Today, the wind industry is generating jobs as well as renewable energy. It employed 1.1 million people globally as of the end of 2015, and by 2020, it’s expected to provide jobs for 520,000 people in the EU alone. Wind power plants generate 3.7 percent of energy consumed globally, a figure that’s expected to rise dramatically as wind power sustains double-digit annual growth.
Already, wind energy systems are installed in 80 countries, led by China, the U.S.A., Germany, and India. Given that China and India represent more than a third of the world’s population, the long-term market potential for wind energy is clear.
This is good news for companies that manufacture wind turbines and components, but that good news is tempered by emerging challenges. To meet increasing demand, wind energy equipment is becoming physically larger, which places additional stress on turbines and individual parts.

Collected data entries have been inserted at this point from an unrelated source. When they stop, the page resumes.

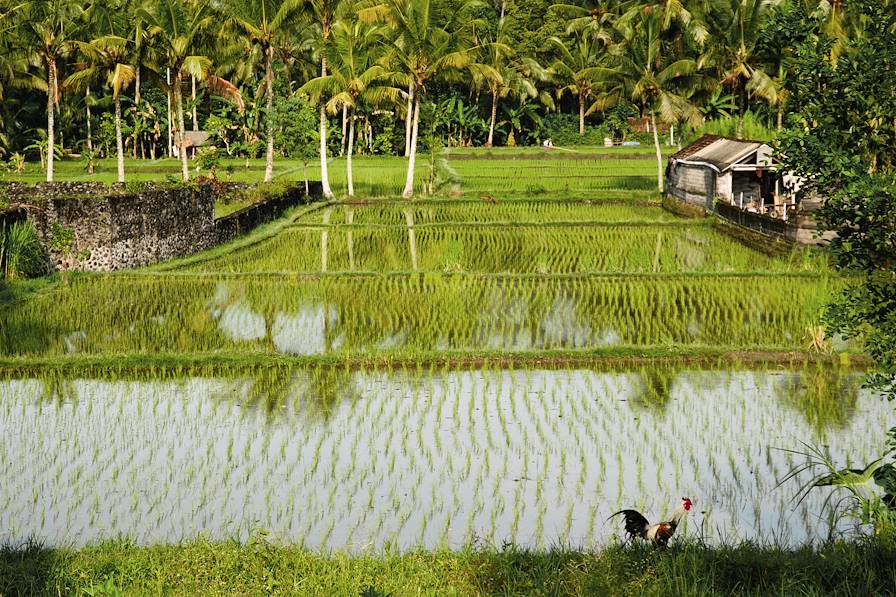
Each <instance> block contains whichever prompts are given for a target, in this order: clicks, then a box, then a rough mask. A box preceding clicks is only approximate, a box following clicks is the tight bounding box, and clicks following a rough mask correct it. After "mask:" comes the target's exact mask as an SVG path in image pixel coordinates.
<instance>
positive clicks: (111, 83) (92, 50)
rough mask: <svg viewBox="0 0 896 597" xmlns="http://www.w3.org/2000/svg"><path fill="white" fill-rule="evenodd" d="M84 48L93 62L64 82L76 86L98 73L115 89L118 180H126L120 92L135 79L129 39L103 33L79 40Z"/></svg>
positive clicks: (130, 83)
mask: <svg viewBox="0 0 896 597" xmlns="http://www.w3.org/2000/svg"><path fill="white" fill-rule="evenodd" d="M78 46H79V47H80V49H81V51H82V52H84V53H85V54H86V55H87V56H88V60H89V61H90V65H89V66H87V67H86V68H83V69H81V70H79V71H77V72H75V73H74V74H72V75H71V76H69V77H68V78H67V79H66V80H65V85H66V86H68V85H77V84H78V83H79V82H81V81H89V80H91V79H93V78H95V77H96V76H97V75H98V74H100V73H101V74H102V75H104V76H105V78H106V81H107V83H108V84H109V87H110V88H111V89H112V100H113V103H114V104H115V118H114V120H115V148H116V157H117V161H118V182H124V139H123V137H122V134H121V92H122V90H123V89H124V88H126V87H127V86H128V85H130V84H131V83H132V82H133V81H134V78H135V71H134V67H133V66H131V65H130V64H127V61H128V58H129V55H128V40H127V39H126V38H124V37H118V36H116V35H104V36H102V37H98V38H96V39H94V40H93V41H91V42H89V43H79V44H78Z"/></svg>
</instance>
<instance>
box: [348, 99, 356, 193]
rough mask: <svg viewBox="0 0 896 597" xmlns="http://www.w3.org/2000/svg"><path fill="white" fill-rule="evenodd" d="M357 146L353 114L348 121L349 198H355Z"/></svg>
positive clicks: (348, 172) (354, 115)
mask: <svg viewBox="0 0 896 597" xmlns="http://www.w3.org/2000/svg"><path fill="white" fill-rule="evenodd" d="M354 144H355V114H354V112H352V114H351V116H350V117H349V119H348V157H347V158H346V168H347V172H346V175H347V177H348V196H349V197H354V196H355V185H354V182H353V180H352V149H353V148H354V147H353V146H354Z"/></svg>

One example is the ring gear in a modern wind turbine’s gear box. The ring’s diameter may be as great as three meters, which presents a risk of warping. Other components ensure optimal operating efficiency: yaw rings position the nacelle—the upper part of the system—to ensure that it faces right into the wind, while pitch gears position the rotor blades to maximize energy exploitation. Each of these parts must operate at peak performance, and each therefore must be protected against wear, erosion, and corrosion.
Engineers at Oerlikon work in collaboration with manufacturers to meet those challenges and develop solutions that contribute to wind energy’s potential. One resulting innovation is treatment of ring gears with Balitherm Ionit, a plasma nitriding process from Oerlikon Balzers that achieves a significant reduction in warping and increases load-bearing capacity.

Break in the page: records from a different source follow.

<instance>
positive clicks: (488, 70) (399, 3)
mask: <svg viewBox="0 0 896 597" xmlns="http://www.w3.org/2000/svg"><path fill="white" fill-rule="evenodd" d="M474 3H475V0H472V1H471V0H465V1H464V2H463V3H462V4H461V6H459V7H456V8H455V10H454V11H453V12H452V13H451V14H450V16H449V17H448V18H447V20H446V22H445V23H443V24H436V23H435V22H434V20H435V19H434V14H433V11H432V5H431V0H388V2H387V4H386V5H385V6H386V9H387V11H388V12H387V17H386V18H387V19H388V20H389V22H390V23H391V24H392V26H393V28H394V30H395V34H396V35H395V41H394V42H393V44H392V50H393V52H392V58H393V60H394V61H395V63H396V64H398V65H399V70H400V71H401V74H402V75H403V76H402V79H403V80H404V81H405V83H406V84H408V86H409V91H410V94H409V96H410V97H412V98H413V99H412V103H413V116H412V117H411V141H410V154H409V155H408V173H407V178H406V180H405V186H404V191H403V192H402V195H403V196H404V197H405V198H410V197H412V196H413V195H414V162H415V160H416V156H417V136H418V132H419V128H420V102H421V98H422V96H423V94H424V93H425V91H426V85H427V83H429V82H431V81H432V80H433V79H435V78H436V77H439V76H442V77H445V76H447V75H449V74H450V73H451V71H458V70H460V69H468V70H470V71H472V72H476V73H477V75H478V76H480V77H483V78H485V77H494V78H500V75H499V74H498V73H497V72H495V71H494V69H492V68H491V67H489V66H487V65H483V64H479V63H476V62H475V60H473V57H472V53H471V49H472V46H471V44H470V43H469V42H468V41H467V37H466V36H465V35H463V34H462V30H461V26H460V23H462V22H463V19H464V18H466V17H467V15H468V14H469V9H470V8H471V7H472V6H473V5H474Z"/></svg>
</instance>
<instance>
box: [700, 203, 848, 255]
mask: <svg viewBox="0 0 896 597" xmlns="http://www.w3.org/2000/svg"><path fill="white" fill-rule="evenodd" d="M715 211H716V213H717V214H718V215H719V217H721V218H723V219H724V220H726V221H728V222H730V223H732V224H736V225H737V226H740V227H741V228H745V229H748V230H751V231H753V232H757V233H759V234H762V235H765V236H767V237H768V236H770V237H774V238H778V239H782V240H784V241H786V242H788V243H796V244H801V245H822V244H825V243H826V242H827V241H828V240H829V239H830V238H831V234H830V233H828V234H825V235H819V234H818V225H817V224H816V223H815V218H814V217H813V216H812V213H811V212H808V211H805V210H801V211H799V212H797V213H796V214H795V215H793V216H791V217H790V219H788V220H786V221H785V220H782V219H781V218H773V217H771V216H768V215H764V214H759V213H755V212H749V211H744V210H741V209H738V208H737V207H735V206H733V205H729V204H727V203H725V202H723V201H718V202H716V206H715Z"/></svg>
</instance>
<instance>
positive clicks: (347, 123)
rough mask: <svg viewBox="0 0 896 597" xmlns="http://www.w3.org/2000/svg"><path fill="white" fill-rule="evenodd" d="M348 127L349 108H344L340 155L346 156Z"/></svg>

Equally important improvements in the protection are available for yaw rings and pitch gears. Zinc or zinc-aluminum coatings applied via electric arc wire spraying reduce their risk of corrosion. The Oerlikon Metco team in Weissenborn, Germany even developed a means of using thermal spraying to regenerate and repair damaged rotor shafts to extend their useful lives.
No one can pull innovation out of thin air. But now—as throughout history—creative minds are finding ways to put innovation into the air and the power it generates. By building on past achievements, new engineering developments are making wind a significant resource in the world’s renewable energy future.